# Final Presentation: Sentiment Prediction
Matthew Landry, Alexey Solganik, Michael Klisiwecz

#Preprocessing
Our project is sentiment prediction on sentiment labelled reviews from yelp, imdb, and amazon. Before we can create a model to predict sentiment, we need to preprocess the sentences from the example data set so they can be represented as vectors. First, we remove unnecessary symbols from the sentences (punctuation, numbers, capital letters, extra spaces) and then tokenize each sentence. Initially, we tried to remove stop words as part of our preprocessing step, but it turned out that this would remove words like "not", which change the sentiment of a sentence, so we realized we could not include this step even if it means leaving in many words that do not affect sentence sentiment (ex. a, the, is). We used PorterStemmer from the gensim library to remove word stems, because we want as many instances as possible of a given word in our training data, so it is best to consider all forms of a word (ex. large, larger, largest) as the same word. 
Note: stemming is commented out because it is only used for models in which we use word embeddings trained on the sample data, and causes worse performance with the pre-trained embeddings

##Review Dataset (imdb, yelp, amazon)

In [None]:
import gensim
import pandas as pd
from gensim.parsing.preprocessing import strip_numeric, strip_punctuation, strip_multiple_whitespaces
from gensim.parsing.porter import PorterStemmer
pstem = PorterStemmer()

filter = ['a', 'an', 'the', 'is', 'are', 'were', 'was', 'will', 'be', 'in', 'to', 'on','at','and','or']

with open("imdb_labelled.txt") as dat:
    imdb_data = []
    imdb_results = []
    for line in dat:
        imdb_results.append(int(line[len(line)-2:len(line)-1]))
        line = line.lower()
        line = strip_punctuation(line)
        line = strip_multiple_whitespaces(line)
        line = strip_numeric(line)

        tokenized_line = line.split()
        tokenized_line1 = []
        for token in tokenized_line:
          if token not in filter:
            tokenized_line1.append(token)
        tokenized_line = tokenized_line1  
       # stem_line = lambda x: [pstem.stem(token) for token in x]
        #tokenized_line = stem_line(tokenized_line)

        imdb_data.append(tokenized_line)
        
with open("amazon_cells_labelled.txt") as dat:
    amazon_data = []
    amazon_results = []
    for line in dat:
        amazon_results.append(int(line[len(line)-2:len(line)-1]))
        line = line.lower()
        line = strip_punctuation(line)
        line = strip_multiple_whitespaces(line)
        line = strip_numeric(line)

        tokenized_line = line.split()
        tokenized_line1 = []
        for token in tokenized_line:
          if token not in filter:
            tokenized_line1.append(token)
        tokenized_line = tokenized_line1 
        #stem_line = lambda x: [pstem.stem(token) for token in x]
        #tokenized_line = stem_line(tokenized_line)
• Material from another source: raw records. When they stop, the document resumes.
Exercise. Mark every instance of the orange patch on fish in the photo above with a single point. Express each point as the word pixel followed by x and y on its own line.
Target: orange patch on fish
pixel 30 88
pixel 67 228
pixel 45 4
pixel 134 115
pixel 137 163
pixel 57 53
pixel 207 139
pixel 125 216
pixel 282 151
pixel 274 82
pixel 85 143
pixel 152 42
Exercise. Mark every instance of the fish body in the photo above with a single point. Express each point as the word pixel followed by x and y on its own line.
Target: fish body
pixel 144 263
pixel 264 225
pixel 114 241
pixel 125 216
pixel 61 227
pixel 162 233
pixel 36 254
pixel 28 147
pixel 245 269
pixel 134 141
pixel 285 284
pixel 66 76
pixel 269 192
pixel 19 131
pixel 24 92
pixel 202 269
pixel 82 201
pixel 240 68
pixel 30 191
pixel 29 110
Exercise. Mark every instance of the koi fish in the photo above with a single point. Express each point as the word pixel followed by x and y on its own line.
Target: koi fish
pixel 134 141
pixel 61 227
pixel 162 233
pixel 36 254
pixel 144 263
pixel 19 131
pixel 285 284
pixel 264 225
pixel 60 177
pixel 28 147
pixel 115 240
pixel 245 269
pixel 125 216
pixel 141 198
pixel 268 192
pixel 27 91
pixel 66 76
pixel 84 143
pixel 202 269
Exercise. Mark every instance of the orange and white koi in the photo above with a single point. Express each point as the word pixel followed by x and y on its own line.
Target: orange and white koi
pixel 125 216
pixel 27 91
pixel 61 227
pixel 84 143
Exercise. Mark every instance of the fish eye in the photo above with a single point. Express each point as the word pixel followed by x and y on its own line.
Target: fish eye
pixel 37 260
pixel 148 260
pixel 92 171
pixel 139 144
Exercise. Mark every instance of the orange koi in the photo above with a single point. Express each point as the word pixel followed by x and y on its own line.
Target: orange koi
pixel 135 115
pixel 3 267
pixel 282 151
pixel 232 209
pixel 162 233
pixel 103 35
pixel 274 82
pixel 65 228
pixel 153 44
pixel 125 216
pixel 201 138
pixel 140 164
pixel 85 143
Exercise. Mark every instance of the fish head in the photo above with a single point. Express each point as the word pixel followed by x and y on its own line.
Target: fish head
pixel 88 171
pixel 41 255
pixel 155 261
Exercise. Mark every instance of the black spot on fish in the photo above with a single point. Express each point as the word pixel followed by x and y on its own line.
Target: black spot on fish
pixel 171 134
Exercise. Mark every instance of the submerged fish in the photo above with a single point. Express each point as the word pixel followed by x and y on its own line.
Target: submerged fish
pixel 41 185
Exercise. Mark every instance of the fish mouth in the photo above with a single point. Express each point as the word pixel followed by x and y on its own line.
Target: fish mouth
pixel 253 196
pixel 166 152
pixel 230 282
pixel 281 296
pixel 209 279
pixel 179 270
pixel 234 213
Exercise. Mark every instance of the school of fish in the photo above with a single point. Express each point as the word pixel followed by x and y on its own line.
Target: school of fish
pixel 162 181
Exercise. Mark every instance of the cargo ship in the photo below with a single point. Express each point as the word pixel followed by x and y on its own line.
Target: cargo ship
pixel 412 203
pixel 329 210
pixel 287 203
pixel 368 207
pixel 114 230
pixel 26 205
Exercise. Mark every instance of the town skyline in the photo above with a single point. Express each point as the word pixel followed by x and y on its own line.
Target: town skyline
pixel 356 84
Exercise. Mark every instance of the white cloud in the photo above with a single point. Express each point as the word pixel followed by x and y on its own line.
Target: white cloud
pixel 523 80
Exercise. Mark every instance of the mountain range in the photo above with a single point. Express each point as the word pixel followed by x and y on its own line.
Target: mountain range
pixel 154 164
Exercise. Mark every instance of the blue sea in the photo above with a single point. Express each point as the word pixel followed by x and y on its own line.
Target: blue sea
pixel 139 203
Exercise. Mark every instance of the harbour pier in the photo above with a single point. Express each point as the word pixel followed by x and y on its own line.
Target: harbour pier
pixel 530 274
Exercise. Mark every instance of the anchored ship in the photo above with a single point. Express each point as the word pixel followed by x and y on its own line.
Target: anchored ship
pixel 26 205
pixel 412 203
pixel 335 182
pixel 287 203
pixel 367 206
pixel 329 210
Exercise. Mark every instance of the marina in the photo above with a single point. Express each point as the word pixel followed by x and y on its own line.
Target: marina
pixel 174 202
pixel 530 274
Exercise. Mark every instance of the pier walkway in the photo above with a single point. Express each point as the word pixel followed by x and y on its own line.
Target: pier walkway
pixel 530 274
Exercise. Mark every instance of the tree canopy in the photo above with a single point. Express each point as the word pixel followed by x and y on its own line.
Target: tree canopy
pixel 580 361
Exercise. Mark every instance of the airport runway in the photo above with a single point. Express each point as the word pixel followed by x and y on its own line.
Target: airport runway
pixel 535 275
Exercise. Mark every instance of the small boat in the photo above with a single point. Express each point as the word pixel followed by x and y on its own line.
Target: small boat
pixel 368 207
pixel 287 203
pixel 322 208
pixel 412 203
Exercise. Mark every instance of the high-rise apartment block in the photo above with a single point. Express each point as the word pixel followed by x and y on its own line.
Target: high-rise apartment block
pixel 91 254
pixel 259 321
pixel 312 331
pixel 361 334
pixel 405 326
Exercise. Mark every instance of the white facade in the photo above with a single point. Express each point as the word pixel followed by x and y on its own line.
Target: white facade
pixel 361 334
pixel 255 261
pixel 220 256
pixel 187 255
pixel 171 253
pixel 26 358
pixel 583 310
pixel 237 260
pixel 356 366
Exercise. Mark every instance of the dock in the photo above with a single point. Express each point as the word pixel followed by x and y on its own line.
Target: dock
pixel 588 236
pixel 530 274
        amazon_data.append(tokenized_line)
        
with open("yelp_labelled.txt") as dat:
    yelp_data = []
    yelp_results = []
    for line in dat:
        yelp_results.append(int(line[len(line)-2:len(line)-1]))
        line = line.lower()
        line = strip_punctuation(line)
        line = strip_multiple_whitespaces(line)
        line = strip_numeric(line)

        tokenized_line = line.split()
        tokenized_line1 = []
        for token in tokenized_line:
          if token not in filter:
            tokenized_line1.append(token)
        tokenized_line = tokenized_line1 
        #stem_line = lambda x: [pstem.stem(token) for token in x]
        #tokenized_line = stem_line(tokenized_line)
        
        yelp_data.append(tokenized_line)
        


imdb_df = pd.DataFrame({"Phrases" : imdb_data, "Labels" : imdb_results})
amazon_df = pd.DataFrame({"Phrases" : amazon_data, "Labels" : amazon_results})
yelp_df = pd.DataFrame({"Phrases" : yelp_data, "Labels" : yelp_results})

print(imdb_df[:10])
print(amazon_df[:10])
print(yelp_df[:10])
imdb_df["Labels"].value_counts()
amazon_df["Labels"].value_counts()
yelp_df["Labels"].value_counts()




                                             Phrases  Labels
0  [very, very, very, slow, moving, aimless, movi...       0
1  [not, sure, who, more, lost, flat, characters,...       0
2  [attempting, artiness, with, black, white, cle...       0
3         [very, little, music, anything, speak, of]       0
4  [best, scene, movie, when, gerardo, trying, fi...       1
5  [rest, of, movie, lacks, art, charm, meaning, ...       0
6                               [wasted, two, hours]       0
7  [saw, movie, today, thought, it, good, effort,...       1
8                                 [bit, predictable]       0
9  [loved, casting, of, jimmy, buffet, as, scienc...       1
                                             Phrases  Labels
0  [so, there, no, way, for, me, plug, it, here, ...       0
1                     [good, case, excellent, value]       1
2                              [great, for, jawbone]       1
3  [tied, charger, for, conversations, lasting, m...       0
4                       

1    500
0    500
Name: Labels, dtype: int64

The above output shows examples of tokenized sentences from our example dataset of user reviews from imdb, amazon, and yelp. Each sentence has been tokenized and stripped of unneccessary symbols. 

##IMDB Big Dataset
Below is the preprocessing for a larger dataset of labeled imdb reviews (25000 samples). This section does not contain stemming/filtering because we did not have a chance to do as much as we had planned with this dataset because using it was not one of the primary goals of our project. 

In [None]:
data = pd.read_csv("IMDB_data.txt", sep='\t')

In [None]:
tokenized_lines = []
for line in data["review"]:
  line = line.lower()
  line = strip_punctuation(line)
  line = strip_multiple_whitespaces(line)
  line = strip_numeric(line)

  tokenized_lines.append(line.split())

tokenized_data = pd.DataFrame({"id":data["id"], "sentiment":data["sentiment"], "review":tokenized_lines})

In [None]:
print(data.shape)
print(tokenized_data.shape)

(25000, 3)
(25000, 3)


#Word2Vec
To convert text to a vector representation so that we can train a binary classifier for sentiment prediction, we ran the gensim library's word2vec model on the tokenized text, representing each word as a vector with 100 features. We combined the data from all three websites to maximize the size of the data to train the word embeddings on, as we only have 1000 samples from each website. We used the skip-gram model version of word2vec, which predicts probability of context given a word. 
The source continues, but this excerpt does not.